Satisfait, le vampire se détourna et vérifia l’heure : vingt-deux heures quatre. Il venait de passer près de trois heures dans sa cave et commençait à ressentir un creux désagréable dans son estomac. Déplorer le temps perdu lui arrivait rarement, mais ce soir-là, il se surprit à regretter de ne pas être sorti plus tôt pour chasser. Se rendre à Hurlingham et faire de Matt Norton son prochain repas n’était pas une option. Le soir idéal pour cette proie serait un vendredi ; l’homme célébrait avidement chaque début de week-end au bar.
Lester s’assura de dissimuler les traits vampiriques de son visage avant de remonter au rez-de-chaussée, passant au crible son registre mental de potentielles victimes.
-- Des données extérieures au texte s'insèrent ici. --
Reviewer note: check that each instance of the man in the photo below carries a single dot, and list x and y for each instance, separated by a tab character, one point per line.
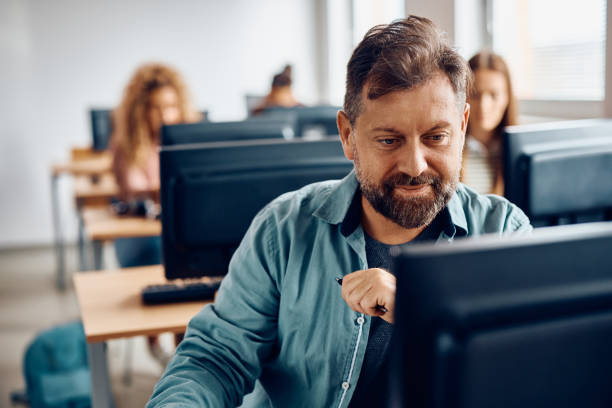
280	317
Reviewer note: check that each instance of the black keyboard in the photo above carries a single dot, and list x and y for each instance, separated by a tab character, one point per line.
180	292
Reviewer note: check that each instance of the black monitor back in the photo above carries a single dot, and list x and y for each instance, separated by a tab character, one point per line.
320	119
101	128
225	131
523	322
211	192
549	170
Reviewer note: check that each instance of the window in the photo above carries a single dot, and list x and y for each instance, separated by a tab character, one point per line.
555	49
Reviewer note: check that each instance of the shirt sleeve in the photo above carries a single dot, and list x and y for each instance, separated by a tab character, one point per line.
226	343
516	221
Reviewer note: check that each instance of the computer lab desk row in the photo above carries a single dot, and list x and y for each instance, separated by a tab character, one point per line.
111	308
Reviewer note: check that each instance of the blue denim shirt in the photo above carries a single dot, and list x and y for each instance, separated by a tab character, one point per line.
279	316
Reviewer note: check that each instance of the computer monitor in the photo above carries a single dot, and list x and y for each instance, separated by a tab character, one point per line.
101	128
320	120
519	322
210	193
273	128
556	171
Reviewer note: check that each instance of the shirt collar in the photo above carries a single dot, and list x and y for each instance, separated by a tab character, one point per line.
343	205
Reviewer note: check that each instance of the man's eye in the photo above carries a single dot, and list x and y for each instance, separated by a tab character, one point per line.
436	138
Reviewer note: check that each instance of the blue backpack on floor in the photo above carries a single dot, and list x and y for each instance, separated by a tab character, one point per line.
56	370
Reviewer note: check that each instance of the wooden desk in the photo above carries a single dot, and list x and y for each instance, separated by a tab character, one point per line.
110	308
101	225
88	193
84	161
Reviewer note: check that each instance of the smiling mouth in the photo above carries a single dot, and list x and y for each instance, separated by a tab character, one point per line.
410	190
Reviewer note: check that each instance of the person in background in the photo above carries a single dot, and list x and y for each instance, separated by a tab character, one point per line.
156	95
281	94
280	323
493	107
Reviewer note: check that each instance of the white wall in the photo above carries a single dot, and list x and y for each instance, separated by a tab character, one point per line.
57	58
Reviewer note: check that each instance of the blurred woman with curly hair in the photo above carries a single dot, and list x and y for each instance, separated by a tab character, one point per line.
156	95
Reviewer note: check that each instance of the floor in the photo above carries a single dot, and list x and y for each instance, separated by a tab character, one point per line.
30	302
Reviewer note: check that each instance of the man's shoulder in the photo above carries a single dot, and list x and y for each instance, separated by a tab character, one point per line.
487	213
300	203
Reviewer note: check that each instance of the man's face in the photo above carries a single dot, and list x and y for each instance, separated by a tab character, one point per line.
406	147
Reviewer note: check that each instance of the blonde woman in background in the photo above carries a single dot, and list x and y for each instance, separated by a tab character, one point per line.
156	95
493	107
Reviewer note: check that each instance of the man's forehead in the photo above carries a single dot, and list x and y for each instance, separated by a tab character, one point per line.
433	101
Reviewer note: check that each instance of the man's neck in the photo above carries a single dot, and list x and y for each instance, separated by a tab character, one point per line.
383	229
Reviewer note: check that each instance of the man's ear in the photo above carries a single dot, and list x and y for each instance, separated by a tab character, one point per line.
465	118
345	128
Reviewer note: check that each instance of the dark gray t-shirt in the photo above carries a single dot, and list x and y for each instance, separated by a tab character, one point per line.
372	386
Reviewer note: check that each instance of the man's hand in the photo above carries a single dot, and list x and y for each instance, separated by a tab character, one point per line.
369	291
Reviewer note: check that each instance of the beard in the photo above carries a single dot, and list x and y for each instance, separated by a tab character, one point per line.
411	212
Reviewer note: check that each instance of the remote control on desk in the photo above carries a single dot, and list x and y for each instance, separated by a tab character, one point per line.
180	291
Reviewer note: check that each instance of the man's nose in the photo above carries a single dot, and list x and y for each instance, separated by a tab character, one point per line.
412	161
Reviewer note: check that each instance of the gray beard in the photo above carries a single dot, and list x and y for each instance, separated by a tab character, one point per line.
412	212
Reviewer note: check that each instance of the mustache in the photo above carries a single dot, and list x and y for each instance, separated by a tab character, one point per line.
402	179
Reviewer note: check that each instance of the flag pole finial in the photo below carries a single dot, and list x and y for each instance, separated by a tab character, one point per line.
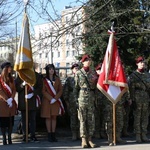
25	4
112	26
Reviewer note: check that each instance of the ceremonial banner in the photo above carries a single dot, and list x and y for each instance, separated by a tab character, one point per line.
112	80
24	62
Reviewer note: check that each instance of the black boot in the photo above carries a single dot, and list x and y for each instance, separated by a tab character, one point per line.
50	137
9	135
9	139
53	137
3	130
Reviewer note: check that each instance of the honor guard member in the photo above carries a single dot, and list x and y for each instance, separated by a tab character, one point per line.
71	104
99	110
139	86
84	93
Il pouvait prendre la vie d’une personne souffrante à l’hôpital, ou jeter son dévolu sur une proie plus hasardeuse, comme il l’avait fait avec Hailey. Il ne s’adonnait que rarement à cette deuxième option. Malgré les propriétés coagulantes de sa salive, et sa réactivité à appeler les secours après avoir ingéré environ un litre de sang, il arrivait que sa victime ne survive pas. Les années avaient beau atténuer le poids de ces morts sur sa conscience, Lester en ressentait toujours de la culpabilité — même si ses états d’âme ne l’empêchaient plus de tuer. De plus, chaque proie saine et sauve qu'il laissait dans son morbide sillage représentait un risque de plus pour sa discrétion et son anonymat.
Les malades condamnés étaient un recours qu’il jugeait acceptable. Quant à la chasse qui consistait à observer la population afin de repérer et traquer les criminels, il s’agissait de loin de son sport favori — suivi de près par le hockey sur glace. La satisfaction qu’il en tirait ne venait alors pas simplement d’une primitive sensation de satiété, ni de la chaleur douceâtre du sang.
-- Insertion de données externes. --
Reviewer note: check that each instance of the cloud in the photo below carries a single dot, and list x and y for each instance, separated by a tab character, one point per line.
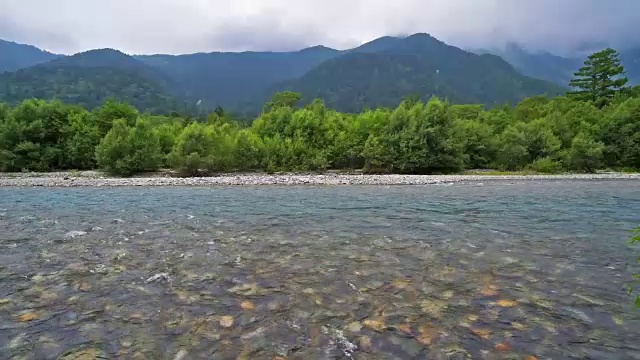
183	26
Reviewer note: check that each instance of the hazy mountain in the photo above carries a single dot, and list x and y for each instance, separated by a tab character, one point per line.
230	79
14	56
418	64
379	73
89	78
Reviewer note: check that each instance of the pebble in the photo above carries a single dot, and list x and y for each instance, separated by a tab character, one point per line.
98	180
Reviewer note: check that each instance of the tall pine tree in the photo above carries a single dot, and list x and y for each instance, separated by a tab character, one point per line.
601	77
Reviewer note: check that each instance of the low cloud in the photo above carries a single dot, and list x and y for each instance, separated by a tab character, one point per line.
176	26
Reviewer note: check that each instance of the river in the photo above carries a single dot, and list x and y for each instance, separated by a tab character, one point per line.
500	270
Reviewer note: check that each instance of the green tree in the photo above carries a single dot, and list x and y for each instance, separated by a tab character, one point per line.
127	150
283	99
600	79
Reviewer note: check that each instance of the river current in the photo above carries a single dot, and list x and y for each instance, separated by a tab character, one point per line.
500	270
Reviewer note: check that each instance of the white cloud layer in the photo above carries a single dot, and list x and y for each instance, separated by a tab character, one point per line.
186	26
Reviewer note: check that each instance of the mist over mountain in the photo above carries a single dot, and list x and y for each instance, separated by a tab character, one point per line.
378	73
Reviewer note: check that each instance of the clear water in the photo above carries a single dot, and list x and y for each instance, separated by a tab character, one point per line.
496	270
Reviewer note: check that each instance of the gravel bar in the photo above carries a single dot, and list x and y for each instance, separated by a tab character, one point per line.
95	179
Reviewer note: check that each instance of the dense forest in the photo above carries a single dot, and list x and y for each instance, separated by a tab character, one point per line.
593	127
377	74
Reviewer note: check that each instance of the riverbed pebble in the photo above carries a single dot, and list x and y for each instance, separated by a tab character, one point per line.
94	179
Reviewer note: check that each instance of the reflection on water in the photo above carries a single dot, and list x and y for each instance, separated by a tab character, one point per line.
520	270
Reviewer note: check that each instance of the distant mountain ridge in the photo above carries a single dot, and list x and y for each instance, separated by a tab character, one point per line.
558	69
14	56
378	73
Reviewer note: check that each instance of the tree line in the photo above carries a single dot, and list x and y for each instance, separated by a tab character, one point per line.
596	126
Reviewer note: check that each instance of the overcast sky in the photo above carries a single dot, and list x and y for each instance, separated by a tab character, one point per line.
187	26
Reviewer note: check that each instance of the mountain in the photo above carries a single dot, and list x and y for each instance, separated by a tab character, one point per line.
89	78
630	58
378	73
542	65
558	69
383	72
231	79
14	56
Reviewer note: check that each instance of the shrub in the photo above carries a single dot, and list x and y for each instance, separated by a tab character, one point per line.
125	150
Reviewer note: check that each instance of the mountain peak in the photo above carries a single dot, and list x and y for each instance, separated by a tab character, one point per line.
318	48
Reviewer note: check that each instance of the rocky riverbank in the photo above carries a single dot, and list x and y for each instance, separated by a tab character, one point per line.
96	179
Pour l’instant, il devait cependant admettre que cette perspective le faisait davantage saliver qu’une quelconque activité de justicier nocturne. Le vampire emprunta l’escalier qui menait à l’étage et passa à pas de loup devant la chambre de Léonie pour rejoindre la seconde pièce ; une chambre d’amis, équipée d’un canapé convertible. C’était ici qu’il rangeait ses vêtements, ainsi que quelques autres effets personnels sans grande importance.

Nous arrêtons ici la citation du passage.